Ever since it was founded, the CAYC (Centro de Arte y Comunicación), helmed by the cultural promoter, artist, and businessman Jorge Glusberg, was intended as an interdisciplinary space where an experimental art movement could flourish. The establishment of collaborative networks connecting local and international artists and critics played a key role in this process. The exhibitions shone a light on these exchanges, in which overviews of trends or individual artists introduced the innovations of international contemporary art and made Argentine and Latin American artists better known on the global scene.
This newsletter lists the Argentinean and international artists, and their works, that took part in Hacia un perfil del arte latinoamericano, the exhibition that opened on June 22, 1972, at the CAYC’s premises. This was one of the first times that this title was used, after the exhibition had been presented at the III Bienal Coltejer in Medellín, Colombia (although this title did not appear in the catalogue for that event) and, subsequently, at the Salón de la Independencia in Quito, the capital of Ecuador; both of those events took place in May of that year. This exhibition unquestionably marked a change of direction in the center’s discourse which, in its earliest years, had focused on exploring the link between art and technological development. Nevertheless, art and cybernetics exhibitions were shown internationally in tandem with Hacia un perfil… on several occasions in the following years. When he announced the opening of the exhibition [ GT-133 (doc. no. 14763120)], Glusberg stated that: “There is no Latin American art as such, but the region’s individual countries do share a common problem in terms of their revolutionary situation.” The artist’s role now consisted of highlighting “the conflicts caused by the unjust social relationships that are rampant in Latin American countries.” There was no mistaking the veiled reference to the dictatorial regimes that held power in the region.

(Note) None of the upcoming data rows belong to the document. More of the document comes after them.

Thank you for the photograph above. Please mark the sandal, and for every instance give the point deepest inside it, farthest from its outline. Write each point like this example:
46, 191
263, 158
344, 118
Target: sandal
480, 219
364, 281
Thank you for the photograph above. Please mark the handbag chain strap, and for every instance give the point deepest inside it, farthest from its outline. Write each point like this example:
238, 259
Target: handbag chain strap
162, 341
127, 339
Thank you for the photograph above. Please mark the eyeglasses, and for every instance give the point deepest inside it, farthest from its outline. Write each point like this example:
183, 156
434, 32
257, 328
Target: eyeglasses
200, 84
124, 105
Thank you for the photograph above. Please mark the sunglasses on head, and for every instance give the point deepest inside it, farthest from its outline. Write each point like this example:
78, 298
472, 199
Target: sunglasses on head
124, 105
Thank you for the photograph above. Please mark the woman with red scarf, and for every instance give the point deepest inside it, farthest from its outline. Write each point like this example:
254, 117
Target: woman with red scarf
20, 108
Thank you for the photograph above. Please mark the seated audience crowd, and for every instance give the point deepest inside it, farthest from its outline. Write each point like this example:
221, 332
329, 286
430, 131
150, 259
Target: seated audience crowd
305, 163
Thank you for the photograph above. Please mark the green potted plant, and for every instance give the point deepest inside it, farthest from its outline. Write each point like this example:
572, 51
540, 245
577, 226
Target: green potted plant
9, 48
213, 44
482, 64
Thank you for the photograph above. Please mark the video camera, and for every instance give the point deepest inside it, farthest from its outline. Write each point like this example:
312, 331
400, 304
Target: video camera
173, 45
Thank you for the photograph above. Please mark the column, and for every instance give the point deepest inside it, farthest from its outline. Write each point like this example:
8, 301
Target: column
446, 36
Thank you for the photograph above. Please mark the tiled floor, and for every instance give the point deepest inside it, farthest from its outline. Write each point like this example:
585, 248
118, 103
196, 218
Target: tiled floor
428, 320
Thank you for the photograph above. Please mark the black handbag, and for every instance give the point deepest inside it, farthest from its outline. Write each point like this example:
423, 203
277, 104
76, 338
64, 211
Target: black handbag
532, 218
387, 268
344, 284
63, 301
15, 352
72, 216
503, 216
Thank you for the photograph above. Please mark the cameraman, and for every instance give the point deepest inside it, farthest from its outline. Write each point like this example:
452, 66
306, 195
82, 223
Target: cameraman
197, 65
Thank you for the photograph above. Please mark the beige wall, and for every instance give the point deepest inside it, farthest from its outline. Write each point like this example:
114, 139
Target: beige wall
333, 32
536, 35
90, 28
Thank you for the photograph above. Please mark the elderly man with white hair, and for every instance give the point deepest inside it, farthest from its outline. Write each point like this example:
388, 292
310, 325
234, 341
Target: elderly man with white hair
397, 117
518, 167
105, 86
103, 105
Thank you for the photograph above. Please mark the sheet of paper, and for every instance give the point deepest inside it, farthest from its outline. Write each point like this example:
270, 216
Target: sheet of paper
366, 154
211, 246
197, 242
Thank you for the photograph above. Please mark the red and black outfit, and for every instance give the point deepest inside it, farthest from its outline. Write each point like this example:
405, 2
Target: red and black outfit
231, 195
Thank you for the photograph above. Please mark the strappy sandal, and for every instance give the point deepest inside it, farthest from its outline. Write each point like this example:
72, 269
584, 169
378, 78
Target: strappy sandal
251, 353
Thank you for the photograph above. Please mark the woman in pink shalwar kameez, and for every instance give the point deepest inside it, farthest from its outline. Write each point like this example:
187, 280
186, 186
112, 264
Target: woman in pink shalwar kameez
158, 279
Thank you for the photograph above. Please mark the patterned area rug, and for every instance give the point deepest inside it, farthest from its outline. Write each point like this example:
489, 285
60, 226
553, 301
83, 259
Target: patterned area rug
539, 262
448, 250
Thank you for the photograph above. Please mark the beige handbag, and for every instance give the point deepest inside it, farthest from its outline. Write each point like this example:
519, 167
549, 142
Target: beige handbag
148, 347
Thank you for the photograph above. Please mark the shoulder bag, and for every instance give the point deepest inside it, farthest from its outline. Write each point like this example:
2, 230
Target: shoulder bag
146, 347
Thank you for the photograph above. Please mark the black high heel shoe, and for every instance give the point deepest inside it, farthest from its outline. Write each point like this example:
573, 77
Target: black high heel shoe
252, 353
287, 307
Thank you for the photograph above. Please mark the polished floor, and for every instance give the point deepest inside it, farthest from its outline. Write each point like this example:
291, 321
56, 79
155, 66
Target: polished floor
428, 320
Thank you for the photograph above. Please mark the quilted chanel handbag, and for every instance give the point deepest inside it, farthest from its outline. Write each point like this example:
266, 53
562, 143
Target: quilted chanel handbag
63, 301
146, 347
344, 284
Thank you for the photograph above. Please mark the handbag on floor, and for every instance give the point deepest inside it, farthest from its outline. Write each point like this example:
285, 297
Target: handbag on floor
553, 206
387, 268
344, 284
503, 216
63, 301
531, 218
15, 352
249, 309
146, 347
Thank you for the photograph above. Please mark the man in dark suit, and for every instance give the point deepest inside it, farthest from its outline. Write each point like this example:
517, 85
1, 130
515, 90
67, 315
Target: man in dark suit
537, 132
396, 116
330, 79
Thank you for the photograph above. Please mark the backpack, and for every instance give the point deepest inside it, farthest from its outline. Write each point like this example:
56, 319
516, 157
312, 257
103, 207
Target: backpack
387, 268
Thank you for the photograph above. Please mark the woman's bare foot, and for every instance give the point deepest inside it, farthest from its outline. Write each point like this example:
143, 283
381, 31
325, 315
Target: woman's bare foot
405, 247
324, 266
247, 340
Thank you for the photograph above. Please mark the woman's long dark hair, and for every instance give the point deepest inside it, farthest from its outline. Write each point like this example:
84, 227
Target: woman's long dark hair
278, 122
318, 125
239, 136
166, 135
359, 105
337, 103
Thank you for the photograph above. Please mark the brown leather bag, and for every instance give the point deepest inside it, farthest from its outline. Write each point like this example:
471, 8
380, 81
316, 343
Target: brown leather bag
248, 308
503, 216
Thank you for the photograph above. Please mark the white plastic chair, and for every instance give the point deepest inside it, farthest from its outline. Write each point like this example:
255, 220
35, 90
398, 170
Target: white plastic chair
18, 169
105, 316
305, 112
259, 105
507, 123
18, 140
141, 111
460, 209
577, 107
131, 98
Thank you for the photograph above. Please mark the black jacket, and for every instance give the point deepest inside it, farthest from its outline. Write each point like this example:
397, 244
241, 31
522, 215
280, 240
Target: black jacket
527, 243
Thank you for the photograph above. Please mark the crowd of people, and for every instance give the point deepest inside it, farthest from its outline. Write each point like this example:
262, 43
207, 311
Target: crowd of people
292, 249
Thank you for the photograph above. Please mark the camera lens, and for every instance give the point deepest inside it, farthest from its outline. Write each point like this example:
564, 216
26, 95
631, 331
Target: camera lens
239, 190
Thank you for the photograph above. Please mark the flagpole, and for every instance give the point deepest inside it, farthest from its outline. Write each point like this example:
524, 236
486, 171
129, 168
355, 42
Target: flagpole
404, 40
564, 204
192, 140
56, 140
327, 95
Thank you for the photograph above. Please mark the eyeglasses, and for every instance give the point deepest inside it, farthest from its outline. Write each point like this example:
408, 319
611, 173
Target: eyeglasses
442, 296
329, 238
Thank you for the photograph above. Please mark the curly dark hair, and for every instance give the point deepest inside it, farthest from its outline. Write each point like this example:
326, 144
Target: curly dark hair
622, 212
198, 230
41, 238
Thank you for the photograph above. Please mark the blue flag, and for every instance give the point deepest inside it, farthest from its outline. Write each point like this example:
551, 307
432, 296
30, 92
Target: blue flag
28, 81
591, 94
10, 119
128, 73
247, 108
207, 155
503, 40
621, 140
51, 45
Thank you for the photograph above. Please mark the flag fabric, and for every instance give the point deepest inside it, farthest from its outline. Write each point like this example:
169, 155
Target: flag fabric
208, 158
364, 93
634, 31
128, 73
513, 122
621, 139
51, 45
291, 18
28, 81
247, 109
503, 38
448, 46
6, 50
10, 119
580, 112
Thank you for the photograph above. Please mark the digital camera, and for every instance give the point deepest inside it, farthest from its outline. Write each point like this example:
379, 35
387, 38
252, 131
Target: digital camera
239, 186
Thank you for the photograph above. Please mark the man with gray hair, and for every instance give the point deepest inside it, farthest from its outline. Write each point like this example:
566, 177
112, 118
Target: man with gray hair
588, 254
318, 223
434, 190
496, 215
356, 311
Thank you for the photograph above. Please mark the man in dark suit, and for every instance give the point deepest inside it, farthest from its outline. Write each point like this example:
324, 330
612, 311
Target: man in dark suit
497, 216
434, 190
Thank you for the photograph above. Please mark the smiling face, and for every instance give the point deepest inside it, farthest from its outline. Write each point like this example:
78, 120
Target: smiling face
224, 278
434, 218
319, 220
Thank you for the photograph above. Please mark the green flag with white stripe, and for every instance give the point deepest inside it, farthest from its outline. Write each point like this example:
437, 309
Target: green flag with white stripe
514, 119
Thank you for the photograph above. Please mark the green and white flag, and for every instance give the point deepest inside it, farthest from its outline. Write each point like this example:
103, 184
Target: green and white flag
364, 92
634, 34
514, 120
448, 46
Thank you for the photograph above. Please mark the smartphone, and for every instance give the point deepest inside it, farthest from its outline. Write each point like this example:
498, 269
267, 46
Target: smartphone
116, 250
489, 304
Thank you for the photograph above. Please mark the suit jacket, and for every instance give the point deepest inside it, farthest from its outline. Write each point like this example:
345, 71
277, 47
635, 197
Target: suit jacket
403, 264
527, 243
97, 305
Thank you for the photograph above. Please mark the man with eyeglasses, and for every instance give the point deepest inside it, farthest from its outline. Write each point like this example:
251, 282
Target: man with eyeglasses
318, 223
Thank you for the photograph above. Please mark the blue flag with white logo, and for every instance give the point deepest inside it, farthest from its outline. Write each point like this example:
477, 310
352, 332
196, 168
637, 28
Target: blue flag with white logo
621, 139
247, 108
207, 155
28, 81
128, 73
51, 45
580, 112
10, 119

The CAYC’s change of direction in mid-1972 coincided with the first presentation of works by the group called the Grupo de los Trece, whose original members included Jacques Bedel, Luis (Fernando) Benedit, Gregorio Dujovny, Carlos Ginzburg, Victor Grippo, Jorge González Mir, Jorge Glusberg, Vicente Marotta, Luis Pazos, Alberto Pellegrino, Alfredo Portillos, Juan Carlos Romero, and Julio Teich. Both Horacio Zabala and Clorindo Testa—who are listed here as “guests”—would, in later years, become key members of the group.
[Para mayor información al respecto, ver GT-125 (doc. no. 1476409) y sobre el perfil GT-136 (doc. no. 1476334)].